EU citizens are willingly subscribing to an American service, then complain the American service doesn't abide by EU laws. That's laughable at every level, to any individual with a modicum of intelligence. If you don't agree to the terms, don't use LinkedIn. You are not entitled to anything.
> you agree to American terms and conditions, arbitrated by American courts.
"Designated Countries. We use the term “Designated Countries” to refer to countries in the European Union (EU), European Economic Area (EEA), and Switzerland."
"If you reside in the “Designated Countries”, you are entering into this Contract with LinkedIn Ireland Unlimited Company (“LinkedIn Ireland”) and LinkedIn Ireland will be the controller of your personal data provided to, or collected by or for, or processed in connection with our Services."

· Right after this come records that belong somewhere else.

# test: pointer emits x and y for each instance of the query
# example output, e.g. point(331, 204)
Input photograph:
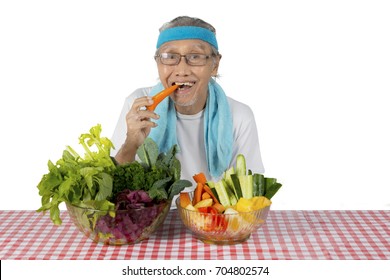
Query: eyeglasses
point(193, 59)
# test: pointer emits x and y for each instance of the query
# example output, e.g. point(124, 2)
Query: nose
point(182, 69)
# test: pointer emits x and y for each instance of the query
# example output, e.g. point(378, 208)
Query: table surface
point(300, 235)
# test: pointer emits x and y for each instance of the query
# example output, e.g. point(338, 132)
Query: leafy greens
point(94, 180)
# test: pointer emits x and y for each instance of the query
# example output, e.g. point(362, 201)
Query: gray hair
point(190, 21)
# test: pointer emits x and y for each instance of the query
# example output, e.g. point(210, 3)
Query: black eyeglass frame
point(186, 56)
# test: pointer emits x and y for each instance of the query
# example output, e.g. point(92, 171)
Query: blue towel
point(218, 128)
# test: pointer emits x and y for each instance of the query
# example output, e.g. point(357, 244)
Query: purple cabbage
point(135, 211)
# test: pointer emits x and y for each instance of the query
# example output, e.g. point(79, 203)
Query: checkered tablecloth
point(297, 235)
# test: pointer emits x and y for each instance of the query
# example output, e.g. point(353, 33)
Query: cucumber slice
point(246, 183)
point(258, 184)
point(240, 165)
point(236, 186)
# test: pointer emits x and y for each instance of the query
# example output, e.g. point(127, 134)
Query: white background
point(316, 74)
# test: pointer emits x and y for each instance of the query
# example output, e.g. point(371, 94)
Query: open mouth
point(183, 86)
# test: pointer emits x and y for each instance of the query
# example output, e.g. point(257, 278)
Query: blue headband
point(185, 33)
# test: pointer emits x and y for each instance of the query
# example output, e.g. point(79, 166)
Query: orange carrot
point(210, 192)
point(184, 199)
point(160, 97)
point(219, 207)
point(197, 193)
point(200, 178)
point(205, 195)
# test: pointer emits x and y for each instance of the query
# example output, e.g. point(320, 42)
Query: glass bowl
point(119, 227)
point(231, 228)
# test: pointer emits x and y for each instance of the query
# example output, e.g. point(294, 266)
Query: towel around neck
point(218, 128)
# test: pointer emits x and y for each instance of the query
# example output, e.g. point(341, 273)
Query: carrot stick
point(200, 178)
point(160, 97)
point(184, 199)
point(205, 195)
point(219, 207)
point(197, 193)
point(210, 192)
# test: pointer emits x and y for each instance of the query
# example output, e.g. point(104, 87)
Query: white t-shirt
point(190, 134)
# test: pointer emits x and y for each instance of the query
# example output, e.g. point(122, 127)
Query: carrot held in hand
point(160, 97)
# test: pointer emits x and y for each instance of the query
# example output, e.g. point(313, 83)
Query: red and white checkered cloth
point(300, 235)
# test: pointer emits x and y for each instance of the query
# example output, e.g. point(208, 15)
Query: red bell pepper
point(213, 220)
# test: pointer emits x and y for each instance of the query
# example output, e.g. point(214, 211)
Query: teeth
point(185, 84)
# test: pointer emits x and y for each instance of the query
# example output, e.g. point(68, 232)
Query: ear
point(216, 65)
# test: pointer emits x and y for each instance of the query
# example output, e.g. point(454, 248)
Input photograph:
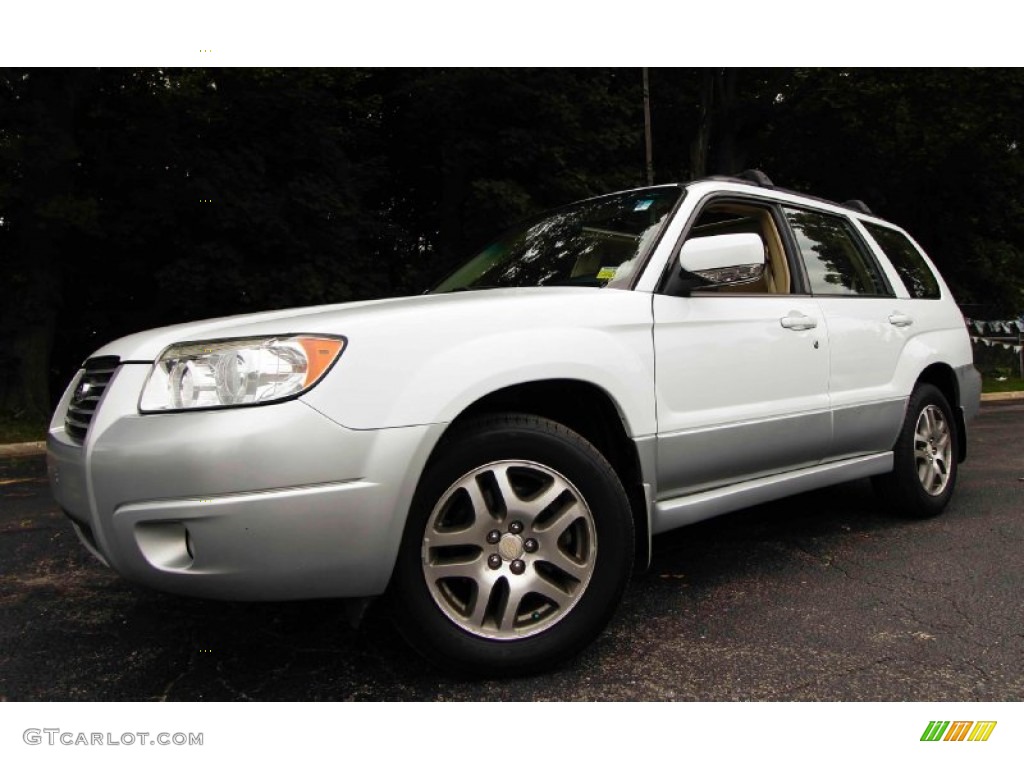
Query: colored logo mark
point(958, 730)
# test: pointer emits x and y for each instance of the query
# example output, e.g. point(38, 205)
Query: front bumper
point(267, 503)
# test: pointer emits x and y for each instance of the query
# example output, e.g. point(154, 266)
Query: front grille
point(90, 388)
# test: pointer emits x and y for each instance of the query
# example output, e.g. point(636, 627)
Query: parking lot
point(821, 597)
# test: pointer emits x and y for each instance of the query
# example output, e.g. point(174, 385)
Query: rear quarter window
point(916, 275)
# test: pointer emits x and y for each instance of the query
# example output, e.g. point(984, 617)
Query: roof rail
point(750, 176)
point(859, 206)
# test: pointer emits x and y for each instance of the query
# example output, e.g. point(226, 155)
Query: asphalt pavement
point(820, 597)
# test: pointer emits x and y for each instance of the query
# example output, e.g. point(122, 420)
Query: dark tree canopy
point(135, 198)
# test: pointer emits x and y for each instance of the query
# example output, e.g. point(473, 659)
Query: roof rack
point(859, 206)
point(760, 178)
point(750, 176)
point(755, 176)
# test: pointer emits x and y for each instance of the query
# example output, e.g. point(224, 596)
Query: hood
point(348, 318)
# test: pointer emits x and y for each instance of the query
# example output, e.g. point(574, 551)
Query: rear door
point(867, 330)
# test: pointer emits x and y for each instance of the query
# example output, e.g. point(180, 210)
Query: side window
point(729, 217)
point(836, 259)
point(916, 276)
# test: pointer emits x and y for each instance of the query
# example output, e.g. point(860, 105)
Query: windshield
point(594, 243)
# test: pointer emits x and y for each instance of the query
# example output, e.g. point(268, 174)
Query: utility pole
point(646, 128)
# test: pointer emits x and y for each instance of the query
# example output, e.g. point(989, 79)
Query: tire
point(517, 549)
point(925, 463)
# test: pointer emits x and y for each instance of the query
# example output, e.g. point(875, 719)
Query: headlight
point(237, 372)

"If you live in the Designated Countries, the laws of Ireland govern all claims related to LinkedIn's provision of the Services" "With respect to jurisdiction, you and LinkedIn agree to choose the courts of the country to which we direct your Services where you have habitual residence for all disputes arising out of or relating to this User Agreement, or in the alternative, you may choose the responsible court in Ireland."
Source: https://www.linkedin.com/legal/user-agreement
I'm not sure from where you got your information.
4 replies →
> LinkedIn doesn't need to obey to EU law.
Yes, they do.
> If you don't agree to the terms, don't use LinkedIn.
We agree on that.
Operator of the LinkedIn Website:
LinkedIn Ireland Unlimited Company Wilton Place, Dublin 2, Ireland
I agree that people should just stay off LinkedIn. Keep your local job boards alive. That being said:
> LinkedIn doesn't need to obey to EU law.
This is false. A company must follow the law of the jurisdictions where it operates.
> The EU has had 20 years to create an equally successful and popular product, which it failed to do. American companies don’t owe your European nationalist ambitions a dime.
So true.
There's a lot of passive-aggressive anti-US rhetoric and fearmongering on HN at the moment, while America is simply doing what it's always done - innovating and thriving.
As a European, I wish our continent was able to be more like America, as opposed to jealously coveting its outcomes.